Sperimentazione della Ru486. Interrogate dai pm di Torino le donne che hanno abortito.

di Mario Porqueddu
Capezzone: la si autorizzi in tutta Italia. Dall’inizio della sperimentazione della pillola Ru486, una decina di mesi fa, 362 donne l’hanno usata per interrompere la gravidanza all’ospedale Sant’Anna di Torino seguite dal ginecologo Silvio Viale.

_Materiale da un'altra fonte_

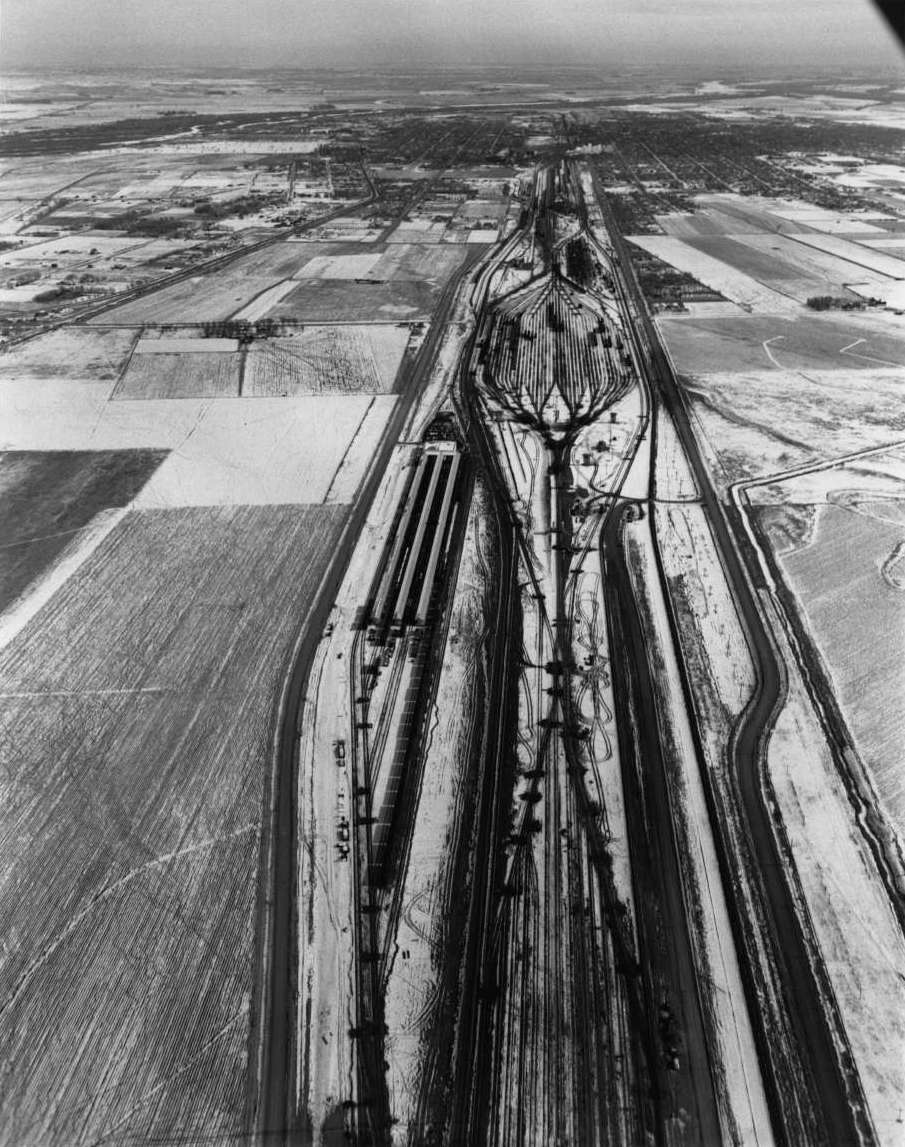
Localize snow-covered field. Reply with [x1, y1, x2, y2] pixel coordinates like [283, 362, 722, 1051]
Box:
[626, 235, 801, 315]
[627, 518, 772, 1147]
[686, 369, 905, 485]
[769, 605, 905, 1147]
[0, 380, 396, 508]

Nelle scorse settimane decine di loro sono state interrogate dalla Procura, che indaga sul rispetto della legge 194 sull’aborto. I pm volevano accertare se sono andate a casa durante il trattamento farmacologico. Si indaga sulle procedure. Le stesse fissate da un’ordinanza dell’ex ministro della Salute Storace, che richiedeva un ricovero di 3 giorni delle pazienti. Viale non nega di aver consentito di lasciare l’ospedale: «Io tutelo le pazienti. Per esigenze personali e cliniche a un certo numero di loro ho dato il permesso di andare a casa fra la prima e la seconda somministrazione (si assumono due pillole ndr). Il tutto nell’ambito di un ricovero ordinario. E anche successo che alcune abbiano “espulso” fuori dall’ospedale».

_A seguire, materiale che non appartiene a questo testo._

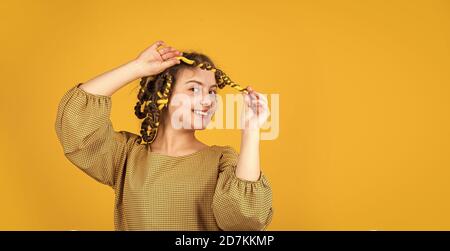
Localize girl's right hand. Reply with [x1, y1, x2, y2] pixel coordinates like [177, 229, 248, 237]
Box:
[134, 41, 183, 78]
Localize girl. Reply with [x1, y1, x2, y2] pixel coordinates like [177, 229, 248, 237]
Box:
[55, 41, 273, 230]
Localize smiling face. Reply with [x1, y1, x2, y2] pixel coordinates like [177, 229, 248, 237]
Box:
[166, 68, 218, 130]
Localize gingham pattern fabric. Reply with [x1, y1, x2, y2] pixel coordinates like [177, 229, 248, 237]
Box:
[55, 83, 273, 231]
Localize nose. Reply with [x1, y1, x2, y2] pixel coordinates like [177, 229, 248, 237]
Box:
[200, 94, 213, 106]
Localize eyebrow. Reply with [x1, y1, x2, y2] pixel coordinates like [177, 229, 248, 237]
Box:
[185, 79, 218, 88]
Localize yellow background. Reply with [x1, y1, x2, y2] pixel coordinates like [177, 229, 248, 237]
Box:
[0, 0, 450, 230]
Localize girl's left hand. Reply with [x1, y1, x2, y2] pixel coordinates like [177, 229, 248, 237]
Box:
[242, 86, 270, 130]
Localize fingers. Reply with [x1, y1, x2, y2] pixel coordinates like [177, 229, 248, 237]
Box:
[162, 57, 181, 68]
[149, 40, 164, 50]
[161, 51, 181, 60]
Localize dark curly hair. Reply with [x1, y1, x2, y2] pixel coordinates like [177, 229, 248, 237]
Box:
[134, 52, 246, 144]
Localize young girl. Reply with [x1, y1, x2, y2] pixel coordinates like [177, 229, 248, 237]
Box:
[55, 41, 273, 230]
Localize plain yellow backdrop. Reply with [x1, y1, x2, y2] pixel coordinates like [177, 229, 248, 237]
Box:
[0, 0, 450, 230]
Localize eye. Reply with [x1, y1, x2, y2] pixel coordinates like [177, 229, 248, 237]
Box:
[189, 87, 200, 93]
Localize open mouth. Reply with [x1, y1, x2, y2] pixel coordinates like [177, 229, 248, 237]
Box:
[192, 109, 212, 116]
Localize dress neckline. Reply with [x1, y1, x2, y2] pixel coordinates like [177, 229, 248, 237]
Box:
[149, 145, 215, 159]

A Viale, indagato, e alle donne interrogate va la solidarietà «umana e politica» di Daniele Capezzone. «Fa specie che la sperimentazione a Torino sia iniziata con una giunta di centrodestra e un assessore alla Sanità di An e ora, con giunta di centrosinistra e assessore del Prc, si rischi una frenata» dice il segretario radicale. E chiede al governo di «assicurare a tutte le italiane la possibilità di accedere alla Ru486 che il ministro della Salute francese definì “patrimonio morale delle donne». Punti di vista. Due giorni fa il senatore di An Riccardo Pedrizzi l’ha chiamata «pesticida antiumano». Ieri il capogruppo Udc alla Camera, Luca Volonte, è insorto: «Chiedere di autorizzare l’accesso alla Ru486 infischiandosene di quanto prescrive la legge è ridicolo».

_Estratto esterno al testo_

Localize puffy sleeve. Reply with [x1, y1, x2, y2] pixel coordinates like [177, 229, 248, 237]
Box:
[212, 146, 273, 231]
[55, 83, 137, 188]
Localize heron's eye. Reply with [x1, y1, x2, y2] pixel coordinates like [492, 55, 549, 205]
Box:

Capezzone pizzica: «L’articolo 15 della 194 stabilisce che le Regioni rendano disponibili tecniche meno invasive per l’interruzione di gravidanza». Ma intanto il comitato etico regionale è al lavoro per dire se lo «studio applicativo» deve chiudersi come previsto all’aborto numero 400 o interrompersi. «Eravamo preoccupati per la salute delle donne, che invece non corre rischi dice l’assessore alla Sanità Mario Vaipreda. Ma bisogna rispettare le regole. E poi una sperimentazione non va pubblicizzata troppo». Viale non ci Sta: «Le cose sono legali o illegali. Ho adeguato il protocollo all’ordinanza di Storace e rispetto la 194. Lavoro alla luce del sole. Non mi dite che basta fare all’italiana, un po’ sottotraccia, ed è tutto ok?».